Current operational status and issues.

  • On Saturday (30th April) FSPROBE reported a problem on GDSS293 (CMSFarmRead - D0T1) which was removed from production. The server was put back in service on Sunday (1st May.) On Tuesday (3rd May) the server was put into draining mode ahead of further investigations.
  • GDSS294 (CMSFarmRead - D0T1)failed with a read-only file system on the evening of Monday 9th May. It is currently out of production.
  • The load issues on the Atlas software server have continued. We have been running with the maximum number of Atlas production batch jobs, and the start rate held slightly down. Atlas plan to move to CVMFS any day now.
  • We are still seeing seen some intermittent problems with the site BDIIs. Until this is further understood the daemons are being restarted regularly.
  • Atlas have reported slow data transfers into the RAL Tier1 from other Tier1s and CERN (ie. asymmetrical performance). The investigation into this is still ongoing.

Declared in the GOC DB

  • Thursday 12 - Thursday 19th - Drain & Maintenance of WMS03.
  • Tuesday 17 - Thursday 19th - Drain & Maintenance of CE03.

Advanced warning:

  • Wednesday 11 May. Routine maintenance on R89 UPS.
  • Monday 16th May - Oracle patches for Castor databases behind CMS & GEN instances.
  • Tuesday 17th May - Add xrootd libraries to worker nodes.

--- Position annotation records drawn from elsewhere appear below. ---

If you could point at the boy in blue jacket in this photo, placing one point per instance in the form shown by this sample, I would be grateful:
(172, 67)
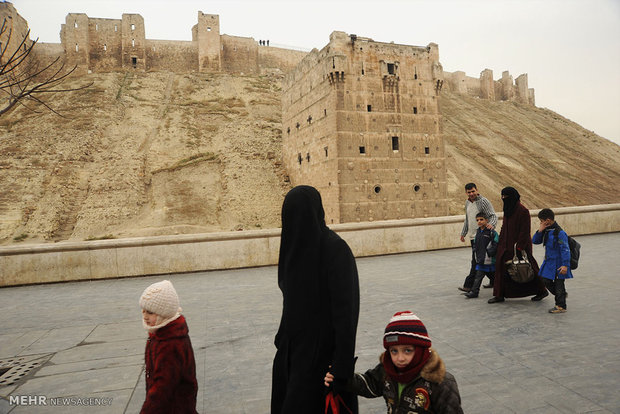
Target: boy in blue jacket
(556, 266)
(485, 247)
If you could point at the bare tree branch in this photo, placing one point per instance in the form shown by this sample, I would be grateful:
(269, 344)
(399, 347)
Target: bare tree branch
(23, 77)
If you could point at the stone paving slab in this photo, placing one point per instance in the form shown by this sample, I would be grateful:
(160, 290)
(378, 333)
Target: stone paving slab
(511, 357)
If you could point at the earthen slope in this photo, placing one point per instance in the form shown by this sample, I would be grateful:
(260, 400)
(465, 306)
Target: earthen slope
(162, 153)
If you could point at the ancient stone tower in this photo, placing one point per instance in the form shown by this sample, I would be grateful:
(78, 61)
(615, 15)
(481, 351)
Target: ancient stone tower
(361, 123)
(207, 34)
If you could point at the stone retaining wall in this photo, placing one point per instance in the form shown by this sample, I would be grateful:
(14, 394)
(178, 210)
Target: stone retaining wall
(65, 261)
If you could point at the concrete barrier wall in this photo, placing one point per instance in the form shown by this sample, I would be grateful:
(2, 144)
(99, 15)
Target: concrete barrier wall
(65, 261)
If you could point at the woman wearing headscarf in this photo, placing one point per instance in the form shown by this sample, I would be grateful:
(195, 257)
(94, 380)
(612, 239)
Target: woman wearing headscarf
(516, 228)
(318, 279)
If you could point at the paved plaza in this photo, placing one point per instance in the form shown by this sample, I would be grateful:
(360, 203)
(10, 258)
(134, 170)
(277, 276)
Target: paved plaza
(85, 340)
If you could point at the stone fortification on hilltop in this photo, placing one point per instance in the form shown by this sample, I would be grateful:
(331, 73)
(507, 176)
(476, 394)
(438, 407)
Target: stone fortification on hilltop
(205, 153)
(361, 123)
(105, 45)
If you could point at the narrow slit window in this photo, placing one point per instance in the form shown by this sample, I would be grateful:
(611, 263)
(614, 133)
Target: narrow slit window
(394, 143)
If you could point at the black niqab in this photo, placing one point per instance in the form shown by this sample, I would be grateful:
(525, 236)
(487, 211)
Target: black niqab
(303, 227)
(510, 197)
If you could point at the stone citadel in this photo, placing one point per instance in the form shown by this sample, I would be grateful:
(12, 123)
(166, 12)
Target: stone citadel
(360, 119)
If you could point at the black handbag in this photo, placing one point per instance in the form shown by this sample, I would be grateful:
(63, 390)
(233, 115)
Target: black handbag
(519, 270)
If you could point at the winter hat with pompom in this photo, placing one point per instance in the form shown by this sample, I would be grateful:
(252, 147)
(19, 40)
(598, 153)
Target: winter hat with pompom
(161, 299)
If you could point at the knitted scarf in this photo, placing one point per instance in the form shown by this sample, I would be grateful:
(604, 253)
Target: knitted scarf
(411, 371)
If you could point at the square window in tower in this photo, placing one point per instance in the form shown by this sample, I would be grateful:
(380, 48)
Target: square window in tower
(394, 143)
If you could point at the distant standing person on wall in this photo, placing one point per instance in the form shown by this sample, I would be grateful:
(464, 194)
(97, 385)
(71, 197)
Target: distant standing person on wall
(318, 278)
(475, 204)
(516, 228)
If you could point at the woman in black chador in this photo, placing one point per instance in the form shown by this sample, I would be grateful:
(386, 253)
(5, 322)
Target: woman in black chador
(318, 279)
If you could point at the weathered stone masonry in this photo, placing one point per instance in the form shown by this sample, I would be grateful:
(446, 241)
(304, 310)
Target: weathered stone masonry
(361, 119)
(361, 123)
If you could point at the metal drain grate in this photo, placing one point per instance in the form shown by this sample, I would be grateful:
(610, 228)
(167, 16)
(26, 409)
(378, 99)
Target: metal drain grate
(14, 369)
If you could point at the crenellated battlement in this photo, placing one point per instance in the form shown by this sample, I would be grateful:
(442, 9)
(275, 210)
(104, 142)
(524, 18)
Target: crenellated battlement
(104, 45)
(503, 89)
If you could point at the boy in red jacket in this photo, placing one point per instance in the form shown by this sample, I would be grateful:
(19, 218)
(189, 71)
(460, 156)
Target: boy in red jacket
(171, 385)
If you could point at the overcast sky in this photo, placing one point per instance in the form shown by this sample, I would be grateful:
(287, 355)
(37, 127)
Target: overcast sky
(570, 49)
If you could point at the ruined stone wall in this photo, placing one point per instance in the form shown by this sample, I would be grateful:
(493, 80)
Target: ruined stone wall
(309, 135)
(503, 89)
(74, 37)
(239, 54)
(207, 34)
(104, 44)
(270, 57)
(16, 29)
(361, 123)
(46, 53)
(176, 56)
(133, 42)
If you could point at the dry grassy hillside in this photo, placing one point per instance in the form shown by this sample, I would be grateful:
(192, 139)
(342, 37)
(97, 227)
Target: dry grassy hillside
(163, 153)
(144, 154)
(552, 161)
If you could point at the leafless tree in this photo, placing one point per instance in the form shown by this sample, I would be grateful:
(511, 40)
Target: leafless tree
(23, 80)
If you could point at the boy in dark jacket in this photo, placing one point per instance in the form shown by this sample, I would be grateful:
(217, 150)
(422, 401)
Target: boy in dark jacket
(556, 266)
(485, 247)
(171, 385)
(411, 376)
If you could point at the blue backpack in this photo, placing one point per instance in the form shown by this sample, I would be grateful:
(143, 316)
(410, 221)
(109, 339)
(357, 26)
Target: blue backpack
(573, 245)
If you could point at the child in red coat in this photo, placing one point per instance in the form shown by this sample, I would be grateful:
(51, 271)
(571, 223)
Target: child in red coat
(171, 385)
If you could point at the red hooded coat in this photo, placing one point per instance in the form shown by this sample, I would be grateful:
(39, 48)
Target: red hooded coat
(171, 385)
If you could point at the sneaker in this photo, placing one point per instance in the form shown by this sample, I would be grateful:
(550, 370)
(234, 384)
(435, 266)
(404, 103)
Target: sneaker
(557, 309)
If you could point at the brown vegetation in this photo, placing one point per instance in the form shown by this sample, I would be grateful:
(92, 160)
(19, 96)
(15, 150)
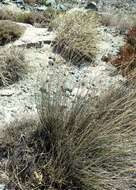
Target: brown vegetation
(9, 31)
(12, 66)
(43, 18)
(76, 36)
(126, 60)
(75, 145)
(121, 21)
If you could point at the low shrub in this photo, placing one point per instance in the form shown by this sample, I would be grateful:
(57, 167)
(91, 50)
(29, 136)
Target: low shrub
(12, 66)
(25, 18)
(74, 146)
(9, 31)
(42, 18)
(77, 36)
(121, 21)
(126, 60)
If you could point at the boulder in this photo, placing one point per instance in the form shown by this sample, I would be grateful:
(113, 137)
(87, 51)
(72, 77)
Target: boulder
(92, 6)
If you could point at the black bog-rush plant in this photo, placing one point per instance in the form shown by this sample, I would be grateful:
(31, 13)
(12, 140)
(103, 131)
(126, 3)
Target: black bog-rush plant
(12, 65)
(77, 144)
(9, 31)
(77, 36)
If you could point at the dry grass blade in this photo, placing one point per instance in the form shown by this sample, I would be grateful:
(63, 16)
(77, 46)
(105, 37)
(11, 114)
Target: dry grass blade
(12, 65)
(77, 36)
(9, 31)
(74, 147)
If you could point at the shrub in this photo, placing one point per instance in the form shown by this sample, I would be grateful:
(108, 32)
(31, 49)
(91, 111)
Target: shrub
(126, 60)
(9, 31)
(12, 66)
(121, 21)
(77, 36)
(74, 146)
(43, 18)
(6, 14)
(25, 18)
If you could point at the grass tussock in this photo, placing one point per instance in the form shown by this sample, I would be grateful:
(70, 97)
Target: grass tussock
(126, 60)
(77, 36)
(43, 18)
(74, 146)
(12, 65)
(121, 21)
(9, 32)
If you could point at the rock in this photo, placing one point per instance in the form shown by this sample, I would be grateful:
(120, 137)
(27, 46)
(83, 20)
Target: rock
(2, 187)
(51, 62)
(92, 6)
(68, 86)
(41, 8)
(51, 3)
(6, 2)
(61, 7)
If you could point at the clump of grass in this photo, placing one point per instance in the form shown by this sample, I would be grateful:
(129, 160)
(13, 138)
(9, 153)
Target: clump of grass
(43, 18)
(6, 14)
(9, 31)
(121, 21)
(12, 65)
(126, 60)
(77, 36)
(73, 146)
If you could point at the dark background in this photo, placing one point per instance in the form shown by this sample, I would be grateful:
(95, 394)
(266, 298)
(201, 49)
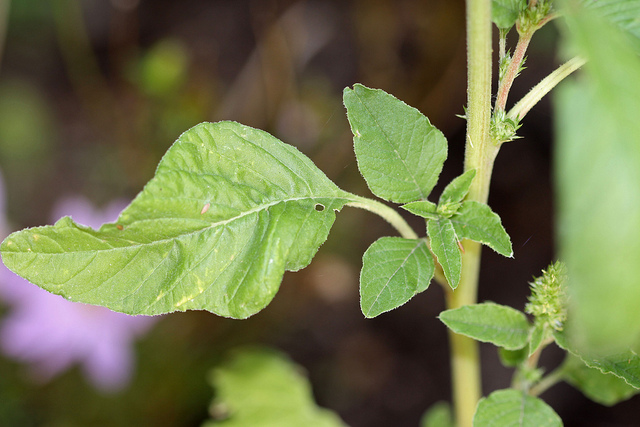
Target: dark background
(93, 92)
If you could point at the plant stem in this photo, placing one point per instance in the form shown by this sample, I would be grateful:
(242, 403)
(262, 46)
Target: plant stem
(512, 70)
(479, 154)
(523, 106)
(387, 213)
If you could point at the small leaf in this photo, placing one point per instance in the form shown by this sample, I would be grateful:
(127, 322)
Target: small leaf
(423, 208)
(505, 12)
(444, 245)
(511, 408)
(263, 388)
(393, 271)
(606, 389)
(488, 322)
(512, 358)
(400, 153)
(438, 415)
(229, 210)
(476, 221)
(455, 191)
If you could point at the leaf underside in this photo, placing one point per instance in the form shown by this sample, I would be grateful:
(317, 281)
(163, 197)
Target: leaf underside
(400, 153)
(229, 210)
(510, 407)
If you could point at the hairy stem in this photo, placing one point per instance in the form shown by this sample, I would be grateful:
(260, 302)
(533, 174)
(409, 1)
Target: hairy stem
(523, 106)
(512, 70)
(479, 154)
(387, 213)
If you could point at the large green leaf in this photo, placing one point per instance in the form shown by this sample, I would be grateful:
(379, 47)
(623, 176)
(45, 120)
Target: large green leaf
(262, 388)
(400, 153)
(455, 191)
(488, 322)
(393, 271)
(229, 210)
(598, 188)
(606, 389)
(444, 245)
(513, 408)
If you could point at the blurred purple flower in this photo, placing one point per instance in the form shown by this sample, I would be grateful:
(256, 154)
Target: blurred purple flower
(51, 333)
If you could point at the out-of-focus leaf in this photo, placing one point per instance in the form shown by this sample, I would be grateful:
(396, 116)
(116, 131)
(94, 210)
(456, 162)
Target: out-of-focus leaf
(513, 408)
(488, 322)
(262, 388)
(606, 389)
(598, 187)
(438, 415)
(393, 271)
(400, 153)
(476, 221)
(229, 210)
(505, 12)
(458, 188)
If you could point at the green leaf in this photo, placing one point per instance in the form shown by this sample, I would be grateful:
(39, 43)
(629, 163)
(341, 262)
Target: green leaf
(455, 191)
(625, 365)
(598, 181)
(444, 245)
(438, 415)
(507, 408)
(505, 12)
(538, 334)
(393, 271)
(512, 358)
(476, 221)
(229, 210)
(400, 153)
(263, 388)
(488, 322)
(423, 208)
(606, 389)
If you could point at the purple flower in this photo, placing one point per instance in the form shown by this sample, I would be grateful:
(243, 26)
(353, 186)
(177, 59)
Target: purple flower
(51, 333)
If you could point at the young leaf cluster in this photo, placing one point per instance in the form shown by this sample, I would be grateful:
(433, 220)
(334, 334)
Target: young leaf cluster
(400, 155)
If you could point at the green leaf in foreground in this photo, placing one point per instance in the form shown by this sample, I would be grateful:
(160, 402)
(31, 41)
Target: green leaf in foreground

The following items are being discussed and are still to be formally scheduled:

  • Updates to Site Routers (the Site Access Router and the UKLight router) are required.
  • Upgrade Castor clients on the Worker Nodes to version 2.1.10.
  • Address permissions problem regarding Atlas User access to all Atlas data.
  • Minor Castor update to enable access to T10KC tapes.
  • Networking upgrade to provide sufficient bandwidth for T10KC tapes.
  • Microcode updates for the tape libraries are due.
  • Switch Castor and LFC/FTS/3D to new Database Infrastructure.

Entries in GOC DB starting between 4th and 11th May 2011.

There were no unscheduled entries in the GOCDB for this period.

Service Scheduled? Outage/At Risk Start End Duration Reason
lcgftm, lcgfts, lfc-atlas, lfc.gridpp.rl.ac.uk SCHEDULED WARNING 10/05/2011 12:00 10/05/2011 14:00 2 hours LFC and FTS services At Risk during application of Oracle patches to back end database.
lcgfts.gridpp.rl.ac.uk, SCHEDULED OUTAGE 10/05/2011 10:00 10/05/2011 12:00 2 hours FTS agent host OS update (includes drain of transfers for first hour).
Castor GEN instance (SRMs). SCHEDULED OUTAGE 10/05/2011 10:00 10/05/2011 12:00 2 hours Update of SRM to version 2-10.2
lhcb-lfc.gridpp.rl.ac.uk, SCHEDULED WARNING 10/05/2011 09:00 10/05/2011 11:00 2 hours At Risk on LHCb LFC and all 3D databases during application of quarterly Oracle patches.
All Castor (SRMs) SCHEDULED WARNING 09/05/2011 11:00 09/05/2011 15:00 4 hours Castor services At Risk during application of quarterly Oracle updates to back end databases.